Authors: Melody Carlson
His eyes grew wide. “Cool.”
Soon she met the other child, a little girl named Casey. And despite their grandmother's less than favorable description, Christine thought they were sweet kids, even if they were fairly rambunctious. Casey had blond hair and blue eyes like her mother, while Jamie resembled his dad. And both children insisted on showing Christine their rooms. Maybe it was because she was the closest to their age group, or maybe they just assumed she was the babysitter. As it turned out, she spent more time with the kids than the adults, which was perfectly fine with her.
She sat next to Casey at dinner. The other guests consisted of Felicity's parents, Janet and George, and her newly married sister, Amber, and Amber's husband, Rick.
“Do you go to college here?” Amber asked.
“Yes. I'm a junior,” Christine said.
“I graduated from here,” Amber said. Then, more proudly, “But Rick went to Stanford.”
“I went to school here too,” Jimmy said. “It's a great place to go.”
“What was your major?” Christine asked, only because it seemed the conversation had come to a lull.
“Secondary education,” he said. “I'm a P.E. teacher at Edison High.”
“And a coach,” Felicity added.
“I'm majoring in education too,” Christine said. “Elementary ed.”
“Good grief,” Mrs. Daniels said with a frown. “You seemed like you were smarter than that to me. What's wrong with these young people wanting to waste their lives being teachers?” She seemed to direct this comment to Felicity's parents. “Don't young people care about making a good living anymore?”

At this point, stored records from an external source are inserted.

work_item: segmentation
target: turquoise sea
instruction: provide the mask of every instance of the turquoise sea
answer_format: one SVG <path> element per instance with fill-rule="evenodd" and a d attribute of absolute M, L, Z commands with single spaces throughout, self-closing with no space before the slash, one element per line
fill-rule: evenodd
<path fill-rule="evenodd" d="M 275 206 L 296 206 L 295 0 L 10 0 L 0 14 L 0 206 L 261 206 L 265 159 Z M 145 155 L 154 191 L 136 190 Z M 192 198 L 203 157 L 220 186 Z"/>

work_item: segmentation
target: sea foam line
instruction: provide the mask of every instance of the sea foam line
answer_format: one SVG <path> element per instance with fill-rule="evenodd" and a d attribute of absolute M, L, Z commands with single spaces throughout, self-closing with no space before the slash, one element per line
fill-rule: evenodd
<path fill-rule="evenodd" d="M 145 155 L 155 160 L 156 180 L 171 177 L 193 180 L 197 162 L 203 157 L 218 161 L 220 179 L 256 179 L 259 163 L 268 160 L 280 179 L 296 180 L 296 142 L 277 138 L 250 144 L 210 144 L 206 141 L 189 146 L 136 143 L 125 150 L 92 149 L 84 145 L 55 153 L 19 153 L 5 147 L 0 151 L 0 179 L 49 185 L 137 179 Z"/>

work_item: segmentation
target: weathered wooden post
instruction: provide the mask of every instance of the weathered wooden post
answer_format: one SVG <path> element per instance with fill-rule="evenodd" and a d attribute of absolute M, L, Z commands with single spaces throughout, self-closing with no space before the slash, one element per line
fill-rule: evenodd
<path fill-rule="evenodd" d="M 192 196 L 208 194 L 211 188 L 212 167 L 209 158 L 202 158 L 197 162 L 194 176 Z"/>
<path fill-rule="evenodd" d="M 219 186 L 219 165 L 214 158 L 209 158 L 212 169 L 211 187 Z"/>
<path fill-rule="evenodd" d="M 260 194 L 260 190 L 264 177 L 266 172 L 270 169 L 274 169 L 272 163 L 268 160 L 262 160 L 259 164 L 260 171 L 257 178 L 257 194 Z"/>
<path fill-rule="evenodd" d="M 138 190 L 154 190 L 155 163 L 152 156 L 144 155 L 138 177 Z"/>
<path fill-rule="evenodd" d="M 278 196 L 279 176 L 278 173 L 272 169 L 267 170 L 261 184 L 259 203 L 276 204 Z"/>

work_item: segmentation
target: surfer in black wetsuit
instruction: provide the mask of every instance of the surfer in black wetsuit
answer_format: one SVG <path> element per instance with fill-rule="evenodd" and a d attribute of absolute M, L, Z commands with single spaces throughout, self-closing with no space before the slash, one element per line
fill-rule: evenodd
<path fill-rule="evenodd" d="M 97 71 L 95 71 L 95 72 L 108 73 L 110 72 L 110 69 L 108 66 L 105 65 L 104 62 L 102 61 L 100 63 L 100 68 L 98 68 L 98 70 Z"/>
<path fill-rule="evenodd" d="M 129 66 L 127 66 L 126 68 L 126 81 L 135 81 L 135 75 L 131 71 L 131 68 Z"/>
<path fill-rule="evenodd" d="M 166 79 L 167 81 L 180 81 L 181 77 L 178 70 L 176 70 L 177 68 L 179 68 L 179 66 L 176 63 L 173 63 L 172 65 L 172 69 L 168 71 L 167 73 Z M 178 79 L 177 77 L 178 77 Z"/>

“Thanks a lot, Mom,” Jimmy said. “But don't forget that my dad was in education and so were you.”
education,” Mrs. Daniels corrected him. “I was an English professor, and the head of my department before I retired. And don't forget that your father had his doctorate. As did my first husband.”
“And I'm sure they're terribly thankful about that now,” Jimmy teased.
Christine thought she saw her grandmother wince slightly at that.
“Sorry, Mom,” Jimmy said quickly. “I guess I'm just saying that everyone's got to do what makes them happy. Life isn't just about making money, you know.”
“My father's a teacher too,” Christine said quickly, hoping
to smooth over whatever had just transpired. “Actually, he retired from public school last spring. But he's volunteer teaching down in Brazil right now.”
Fortunately, that took the conversation into a whole new realm as Felicity's parents enthusiastically shared their latest trip to Mexico.
Soon dinner was over and it was time for the gifts to be opened. Naturally, all this attention for her older brother was upsetting to Casey, and before long she was in tears.
“It's been a long day,” Felicity explained, “and she never got her nap.”
“Would you like me to help her get ready for bed?” Christine offered.
Felicity looked surprised then relieved. “Would you?”
“Sure, if she doesn't mind.” She turned to look at the little girl's tear-streaked face. “Would you like to show me your room again, Casey? And where you keep your jammies?”
Casey nodded, and Christine took her hand and walked her up the stairs to her bedroom. It didn't take long before she was ready for bed, and although she looked pretty tired, Christine asked her if she'd like to hear a story.
“A book?” Casey's eyes grew wide as if this were a special treat.
“Yeah. Want me to read to you?”
She nodded and leaned back into her pillow, tugging a stuffed bunny closer to her. Christine took the bunny as a cue and picked out a rabbit story. Casey listened happily but was fast asleep before the story was half finished. Christine set the book down and pushed a stray blond
curl off the little girl's forehead. She knew this child was no relation to her, but she felt an inexplicable sense of kinship just now. Maybe it had to do with Christmastime or missing her father. Or maybe she was just longing for a family of her own, people who loved her and really belonged to her.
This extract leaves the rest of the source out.